Segundo Nabuco, depois desses processos, o indivíduo que não aprendeu a ser flexível, vai fazer de tudo para que outras informações não coloquem em risco o seu processo de coerência interna.

“Para não ter uma dissociação cognitiva, alguns indivíduos tendem a não escutar o que está sendo dito. A pessoa simplesmente nega aquilo que está ouvindo para não colocar em risco o seu processo de coerência interna” — Cristiano Nabuco, psicólogo e pesquisador na Universidade de São Paulo.

E como os conteúdos falsos entram nesse processo? Segundo Whitmore, as crenças da infância servem como uma estrutura para o processamento de informações na vida adulta. Para isso, ele diz, não vai interessar se o relato é falso ou verdadeiro.

“Na tentativa de confirmar ideias preconcebidas, uma pessoa pode recorrer à ficção e à realidade para preservar essas crenças” – Mark Whitmore.

Para Whitmore, a internet apenas agravou o problema — aumentando a escala de histórias recebidas, já que as informações vêm agora de diferentes emissores. Outro ponto é que, na rede, as mensagens são simultâneas e contraditórias.

“O receptor é frequentemente confrontado com mensagens paradoxais. Torna-se mais fácil agarrar-se a uma ficção simples do que a uma realidade complicada”, explica.

Para Nabuco, da USP, o processo de consumo de notícias na rede tem outra particularidade — o fato de que, na rede, há uma maior possibilidade de identificação pessoal com as notícias porque há menos o olhar do outro. O leitor também está, usualmente, em um ambiente familiar.

“Na rede, a pessoa está acessando as notícias de um ambiente que lhe é familiar. Está em casa, no quarto. Ela não está tão suscetível ao olhar do outro. Não tem que fazer ponderações. Isso aumenta a possibilidade para o consumo e o espalhamento de informações que confirmem suas crenças. Há também menos ponderação e mais tendência ao extremismo”, diz Nabuco.

Como lidar com o estresse de ser confrontado?

Uma maneira de evitar o viés da informação — a tendência que inclui também a criação de uma ficção para corroborar crenças — é tentar diminuir a ansiedade associada ao processo de enxergar a informação, explica Whitmore.

A sublimação, em que os sentimentos negativos são canalizados para algo positivo, é um dos meios de diminuir processos ansiosos.

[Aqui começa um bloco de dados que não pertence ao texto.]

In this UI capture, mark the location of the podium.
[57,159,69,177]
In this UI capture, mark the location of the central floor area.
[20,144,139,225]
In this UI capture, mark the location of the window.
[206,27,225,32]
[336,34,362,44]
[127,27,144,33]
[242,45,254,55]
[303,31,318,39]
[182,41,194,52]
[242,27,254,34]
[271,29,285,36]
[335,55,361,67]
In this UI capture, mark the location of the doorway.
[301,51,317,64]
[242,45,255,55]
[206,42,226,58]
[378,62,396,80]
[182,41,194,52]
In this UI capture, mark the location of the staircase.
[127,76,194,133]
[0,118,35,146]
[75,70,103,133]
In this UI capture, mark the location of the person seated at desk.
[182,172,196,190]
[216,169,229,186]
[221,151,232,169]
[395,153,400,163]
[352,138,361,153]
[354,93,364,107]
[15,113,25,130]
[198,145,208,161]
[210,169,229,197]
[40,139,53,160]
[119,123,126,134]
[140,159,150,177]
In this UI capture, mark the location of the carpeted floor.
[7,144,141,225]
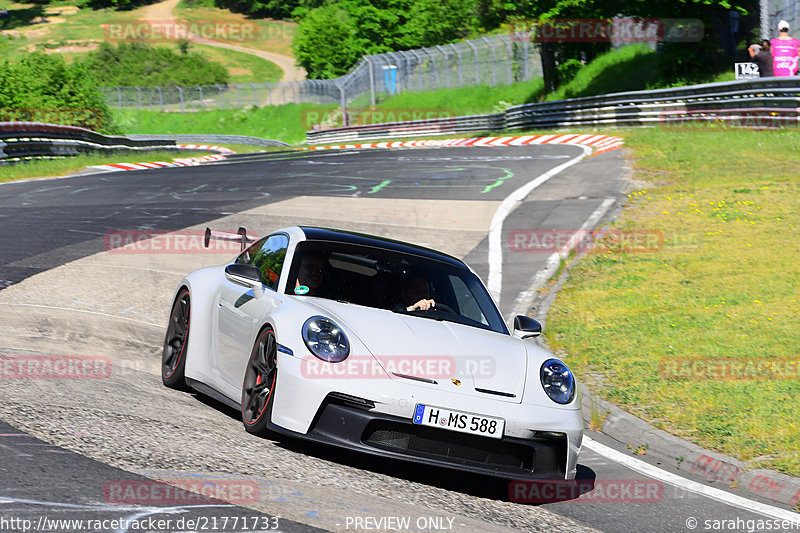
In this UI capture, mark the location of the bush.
[558,59,583,83]
[86,43,230,87]
[0,52,116,133]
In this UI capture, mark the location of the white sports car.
[162,227,583,479]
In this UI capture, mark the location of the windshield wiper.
[392,309,444,322]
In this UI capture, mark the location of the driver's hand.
[406,299,436,311]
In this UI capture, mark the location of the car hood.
[306,298,528,403]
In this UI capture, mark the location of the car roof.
[299,226,468,268]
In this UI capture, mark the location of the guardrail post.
[364,56,375,105]
[522,39,531,81]
[464,41,481,85]
[389,52,408,93]
[195,85,206,111]
[216,83,225,109]
[422,48,439,89]
[336,85,348,126]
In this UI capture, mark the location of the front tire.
[161,288,192,390]
[242,328,278,435]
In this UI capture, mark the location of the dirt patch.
[0,26,50,39]
[44,6,78,15]
[45,42,100,54]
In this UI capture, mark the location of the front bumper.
[271,393,571,479]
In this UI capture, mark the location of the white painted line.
[0,303,164,328]
[583,435,800,524]
[487,145,592,307]
[509,198,616,319]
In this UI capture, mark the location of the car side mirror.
[512,315,542,339]
[225,263,264,298]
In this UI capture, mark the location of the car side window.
[236,233,289,290]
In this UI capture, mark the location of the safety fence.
[306,77,800,144]
[100,32,541,112]
[0,122,287,164]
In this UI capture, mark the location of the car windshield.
[286,241,508,334]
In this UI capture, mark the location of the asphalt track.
[0,146,792,532]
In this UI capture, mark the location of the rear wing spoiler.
[203,226,257,251]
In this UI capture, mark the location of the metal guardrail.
[306,77,800,144]
[0,122,289,164]
[0,122,178,162]
[126,134,291,148]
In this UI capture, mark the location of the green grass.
[173,0,297,56]
[0,150,216,183]
[546,128,800,476]
[112,104,336,143]
[364,79,544,116]
[190,43,283,83]
[0,0,284,79]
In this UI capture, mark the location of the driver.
[400,276,436,311]
[294,252,328,296]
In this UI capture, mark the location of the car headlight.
[540,359,575,404]
[303,316,350,363]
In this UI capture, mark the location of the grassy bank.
[547,128,800,476]
[112,104,328,143]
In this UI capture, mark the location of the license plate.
[412,403,506,439]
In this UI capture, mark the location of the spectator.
[747,39,774,78]
[398,276,436,312]
[771,20,800,76]
[294,252,328,296]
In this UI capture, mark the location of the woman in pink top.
[771,20,800,76]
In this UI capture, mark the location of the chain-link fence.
[101,32,541,112]
[760,0,800,39]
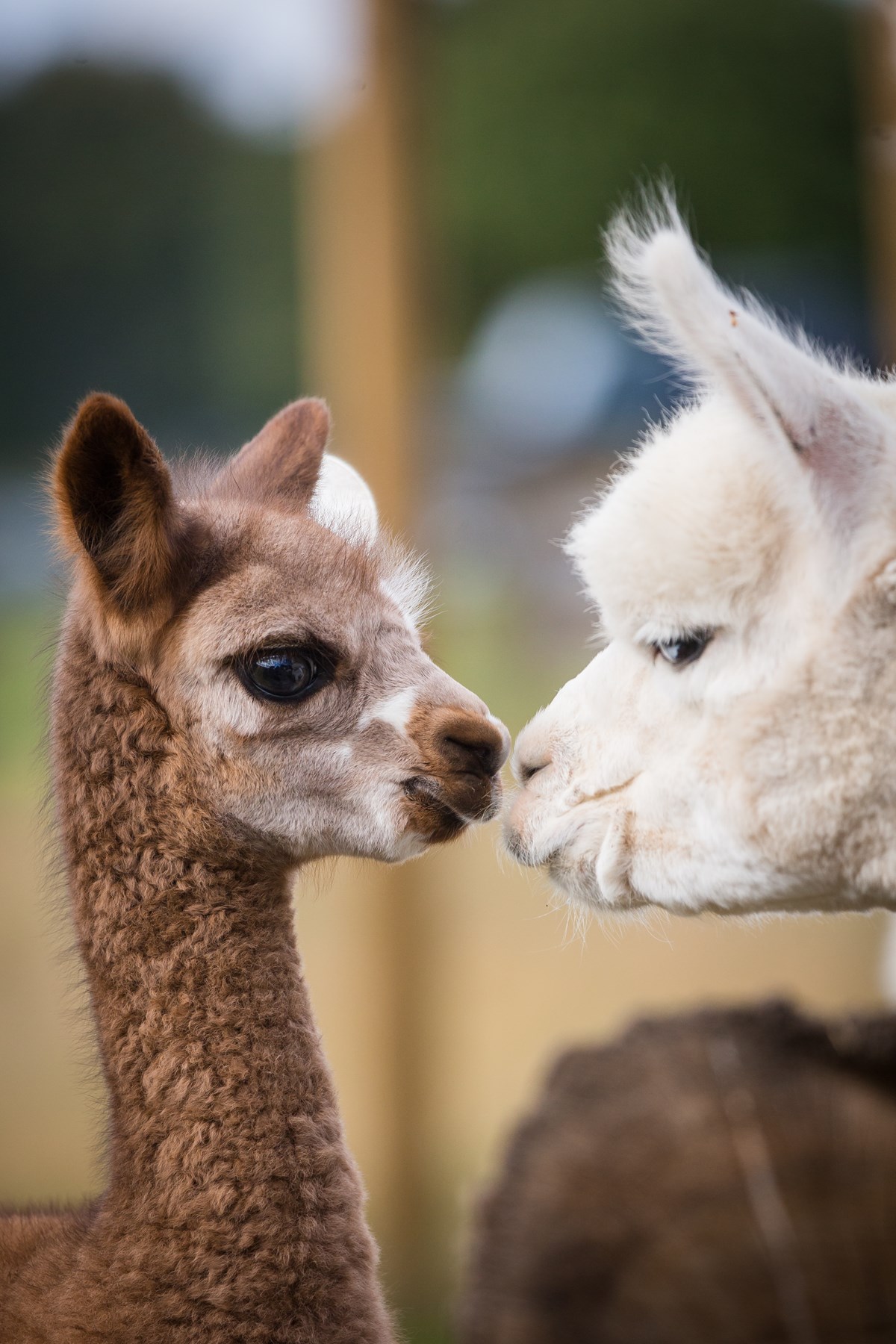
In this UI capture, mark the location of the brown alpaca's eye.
[237,649,324,700]
[653,630,712,668]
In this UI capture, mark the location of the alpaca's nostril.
[438,715,509,776]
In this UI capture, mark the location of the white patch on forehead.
[358,685,417,736]
[380,555,432,633]
[308,453,379,546]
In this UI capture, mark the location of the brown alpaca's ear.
[217,396,329,512]
[52,393,175,613]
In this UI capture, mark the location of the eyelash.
[650,630,716,668]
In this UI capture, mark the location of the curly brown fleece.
[459,1004,896,1344]
[0,630,391,1344]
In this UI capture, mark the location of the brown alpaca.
[0,395,508,1344]
[461,1005,896,1344]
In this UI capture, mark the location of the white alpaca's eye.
[653,630,712,668]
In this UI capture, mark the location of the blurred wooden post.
[301,0,422,1304]
[859,0,896,363]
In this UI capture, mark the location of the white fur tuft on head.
[308,453,379,546]
[606,188,886,531]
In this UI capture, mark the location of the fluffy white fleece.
[506,198,896,912]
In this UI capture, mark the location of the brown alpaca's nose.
[432,709,511,778]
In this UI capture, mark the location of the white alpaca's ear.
[308,453,379,544]
[607,195,886,529]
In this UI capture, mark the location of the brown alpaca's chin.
[403,774,501,844]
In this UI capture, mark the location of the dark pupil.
[664,635,706,662]
[250,649,316,695]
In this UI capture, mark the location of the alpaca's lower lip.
[402,776,473,844]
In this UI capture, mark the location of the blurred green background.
[0,0,896,1340]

O humor também é uma boa ferramenta de tentar diminuir a ansiedade.

A exposição deliberada a pensamentos contrários também é uma estratégia para moderar pontos de vista e diminuir processos ansiosos.

O desenvolvimento do pensamento crítico — quando se aprende a questionar a informação, independente da crença que ela expõe, também é um outro caminho, afirma o pesquisador.

“O pensamento crítico é fundamental. As pessoas devem aprender a questionar o que é dito e isso deve começar na infância”, diz.